The CEO of the world’s largest retailer is pressing Congress and President Donald Trump for “common sense measures” to stop mass shootings, and his company, Walmart, announced Tuesday that it is stopping all sales of handgun ammunition and sales of short-barrel rifle ammunition that can be used with military-style weapons, following two “horrific” shootings inside Walmarts recently.
Additionally, Walmart is stopping handgun sales in Alaska, the only state where the corporate giant still sells handguns.
Walmart and Sam’s Club stores will also ask customers to no longer openly carry firearms inside the stores in West Virginia and the 25 other states where “open carry” is permitted by state law, although Walmart will keep its current policy for customers who have permits to carry a concealed weapon, Dean Bartlett, executive vice president of corporate affairs, said during a press conference on Tuesday, according to CNN.
CNN reported that shares of gun and ammunition makers added to losses earlier in the day, with Vista Outdoor’s stock closing down 6 percent Tuesday. Smith & Wesson parent company American Outdoor Brands’ stock fell nearly 4.5 percent. Walmart shares closed Tuesday up 0.3 percent following its announcement.
The announcement is a turnaround from Aug. 15 when Walmart defended the sales, which account for 20 percent of all ammunition sales in the U.S.
“We believe the opportunity for someone to misinterpret a situation, even in open carry states, could lead to tragic results,” CEO Doug McMillon said in a memo distributed to employees on Tuesday. “We hope that everyone will understand the circumstances that led to this new policy and will respect the concerns of their fellow shoppers and our associates.

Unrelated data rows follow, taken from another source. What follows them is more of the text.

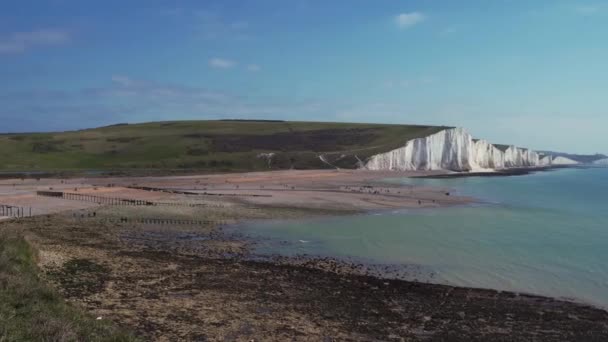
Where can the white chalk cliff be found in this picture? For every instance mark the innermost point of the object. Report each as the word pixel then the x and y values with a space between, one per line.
pixel 563 161
pixel 603 162
pixel 455 149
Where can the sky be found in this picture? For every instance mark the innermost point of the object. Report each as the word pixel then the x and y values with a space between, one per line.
pixel 529 73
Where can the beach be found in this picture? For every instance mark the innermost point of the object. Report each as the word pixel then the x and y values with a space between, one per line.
pixel 169 268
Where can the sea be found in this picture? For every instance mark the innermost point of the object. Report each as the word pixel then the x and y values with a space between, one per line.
pixel 545 233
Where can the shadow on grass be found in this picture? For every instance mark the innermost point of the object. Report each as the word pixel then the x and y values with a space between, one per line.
pixel 32 311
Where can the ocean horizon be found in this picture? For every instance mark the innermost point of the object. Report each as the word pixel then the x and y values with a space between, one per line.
pixel 545 233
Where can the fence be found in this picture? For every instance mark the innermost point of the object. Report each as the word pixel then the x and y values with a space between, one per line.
pixel 113 200
pixel 205 193
pixel 164 221
pixel 13 211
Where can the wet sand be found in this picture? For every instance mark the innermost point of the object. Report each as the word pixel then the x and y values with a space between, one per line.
pixel 200 282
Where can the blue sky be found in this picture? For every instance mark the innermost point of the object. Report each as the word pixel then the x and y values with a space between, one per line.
pixel 531 73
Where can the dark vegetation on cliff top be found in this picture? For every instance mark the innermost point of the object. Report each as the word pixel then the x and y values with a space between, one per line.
pixel 213 146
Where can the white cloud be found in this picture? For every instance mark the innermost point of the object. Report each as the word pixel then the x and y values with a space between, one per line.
pixel 22 41
pixel 254 68
pixel 407 20
pixel 221 63
pixel 587 9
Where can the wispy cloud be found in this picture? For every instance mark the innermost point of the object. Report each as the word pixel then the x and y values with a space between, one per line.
pixel 254 68
pixel 407 20
pixel 221 63
pixel 19 42
pixel 587 9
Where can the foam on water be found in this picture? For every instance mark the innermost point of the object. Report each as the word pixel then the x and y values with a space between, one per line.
pixel 545 233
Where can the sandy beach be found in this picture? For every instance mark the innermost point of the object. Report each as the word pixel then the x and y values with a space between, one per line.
pixel 169 270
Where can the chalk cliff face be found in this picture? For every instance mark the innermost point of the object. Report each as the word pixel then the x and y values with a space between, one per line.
pixel 601 162
pixel 563 161
pixel 455 149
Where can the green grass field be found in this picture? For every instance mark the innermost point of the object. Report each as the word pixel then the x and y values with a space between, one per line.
pixel 32 311
pixel 214 146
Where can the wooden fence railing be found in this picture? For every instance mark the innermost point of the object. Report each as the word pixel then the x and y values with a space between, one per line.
pixel 113 200
pixel 13 211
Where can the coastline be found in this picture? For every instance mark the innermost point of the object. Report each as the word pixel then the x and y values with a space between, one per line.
pixel 204 274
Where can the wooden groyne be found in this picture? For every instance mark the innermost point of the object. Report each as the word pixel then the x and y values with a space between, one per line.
pixel 190 193
pixel 164 221
pixel 113 200
pixel 14 211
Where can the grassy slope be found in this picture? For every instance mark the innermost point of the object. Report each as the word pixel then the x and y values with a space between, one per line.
pixel 32 311
pixel 203 145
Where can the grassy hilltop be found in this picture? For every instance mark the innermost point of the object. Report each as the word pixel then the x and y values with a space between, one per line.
pixel 204 145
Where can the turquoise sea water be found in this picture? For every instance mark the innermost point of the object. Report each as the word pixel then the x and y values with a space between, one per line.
pixel 545 233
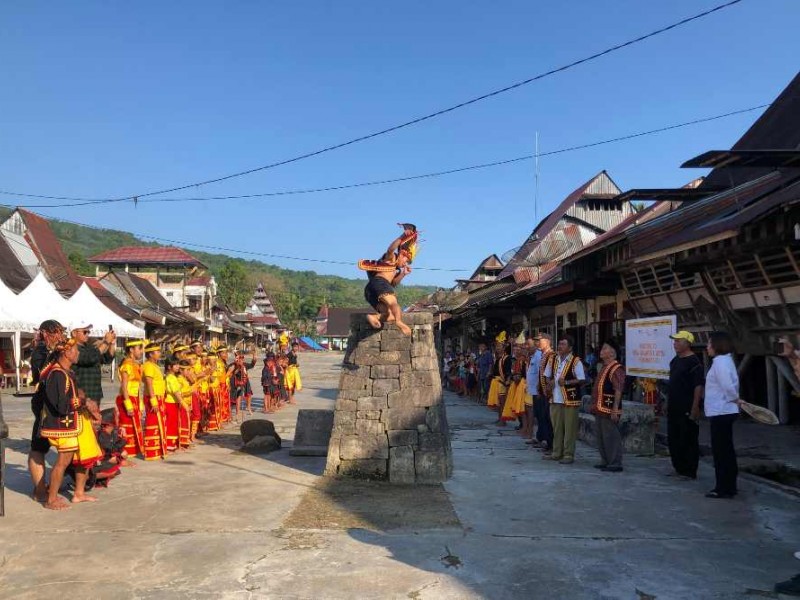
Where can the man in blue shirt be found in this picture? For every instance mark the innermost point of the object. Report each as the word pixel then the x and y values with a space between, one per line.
pixel 485 360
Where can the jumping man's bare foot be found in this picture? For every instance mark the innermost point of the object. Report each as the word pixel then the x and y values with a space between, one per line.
pixel 58 504
pixel 84 498
pixel 374 321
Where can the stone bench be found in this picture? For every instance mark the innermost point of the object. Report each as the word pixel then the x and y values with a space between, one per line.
pixel 637 425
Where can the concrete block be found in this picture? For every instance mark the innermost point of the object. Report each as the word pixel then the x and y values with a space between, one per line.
pixel 431 467
pixel 313 427
pixel 401 465
pixel 368 415
pixel 346 405
pixel 431 441
pixel 382 387
pixel 403 437
pixel 364 446
pixel 372 403
pixel 424 363
pixel 384 371
pixel 344 423
pixel 403 418
pixel 366 427
pixel 363 469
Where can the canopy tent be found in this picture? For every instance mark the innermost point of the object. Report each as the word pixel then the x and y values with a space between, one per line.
pixel 12 315
pixel 310 344
pixel 41 302
pixel 84 304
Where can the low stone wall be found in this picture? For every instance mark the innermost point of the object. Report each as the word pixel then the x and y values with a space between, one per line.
pixel 390 421
pixel 637 426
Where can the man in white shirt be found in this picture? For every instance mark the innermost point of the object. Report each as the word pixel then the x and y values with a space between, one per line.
pixel 566 375
pixel 532 384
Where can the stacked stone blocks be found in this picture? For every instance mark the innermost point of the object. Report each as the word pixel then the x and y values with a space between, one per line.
pixel 389 420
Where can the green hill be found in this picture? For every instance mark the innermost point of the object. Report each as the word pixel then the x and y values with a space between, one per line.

“We’ve also been listening to a lot of people inside and outside our company as we think about the role we can play in helping to make the country safer,” he added. “It’s clear to us that the status quo is unacceptable.”
McMillon said he will also be sending letters to the White House and congressional leaders, asking for action on “common sense measures.” He’s calling on the government to “strengthen background checks and to remove weapons from those who have been determined to pose an imminent danger.”
“Congress and the administration should act,” the CEO said.
Two deadly shootings occurred at American Walmarts over the summer. In July, a shooting at a Mississippi Walmart left two dead. On Aug. 12, a gunman, using a semi-automatic weapon, killed 22 people at a Walmart store in El Paso, Texas.
A second, non-fatal shooting of one person inside a Hobart, Ind., Walmart occurred Sunday.
On Aug. 15, McMillon had told reporters that Walmart is responsible for 1 out of every 5 bullets sold in the United States.
At that time, the CEO had defended sales of the bullets but said he was open to “common sense” discussions about background checks.
It was unclear Tuesday if Walmart officials had recently gained knowledge of whether bullets purchased at Walmart have been used in any of the recent shootings at Walmart stores or if ammunition from Walmart was used in any of the mass killings that have occurred in the United States since the 1990s.
Walmart representatives from store headquarters in Bentonville, Ark., did not immediately return calls on Tuesday afternoon.
At the Beckley Walmart, a store manager told The Register-Herald Tuesday afternoon that he was not authorized to speak to media but added that he did not anticipate local customers being happy with the decision by corporate.
Five customers — two women and three men, black and white, ranging in age from 24 to 70 — polled by The Register-Herald inside the store said they were “pro-gun” or that they disagreed with the decision by Walmart to stop selling the ammunition nationwide.
Only two customers agreed to have their names used with this story.
“The majority of the people that live in West Virginia, or most anywhere in the United States, wants to be able to keep their guns to protect themselves, and it’s a Constitutional right,” said Pamela Buckland, 70, of Glen Daniel.
The FBI Uniform Crime Report shows that in 2015, the gun murder rate in West Virginia, where 54 percent of residents legally own a firearm, was 1.7 percent — among the lowest in the nation.
In Texas, where two mass shootings have occurred in the past month, legal gun ownership was about 36 percent in 2015, while the gun murder rate was 3.3 percent.
Sean Belcher, 24, of Beckley said he is “very OK” with gun ownership. His fiancee owns a firearm, and he said he is in the process of getting his own.
Like Buckland, Belcher suggested the decision by Walmart does not consider the shopping patterns of local, law-abiding citizens.
“I believe they’re trying, that it’s their way of protecting people, but the truth is guns don’t kill people,” said Belcher, who reported he has served in the military. “People kill people.
“Whether we like it or not, people in this world are evil. You’ve got some good, some bad. People that want to cause harm to other people, that’s their intent.”
He noted that Walmart had to “take care of those” people who have bad intentions, but said the policy announced Tuesday is not how he would want the store to do it.
“I’m glad Walmart is trying to make an effort, but, at the same time, you’ve got to take into consideration other customers and what they may want,” he said.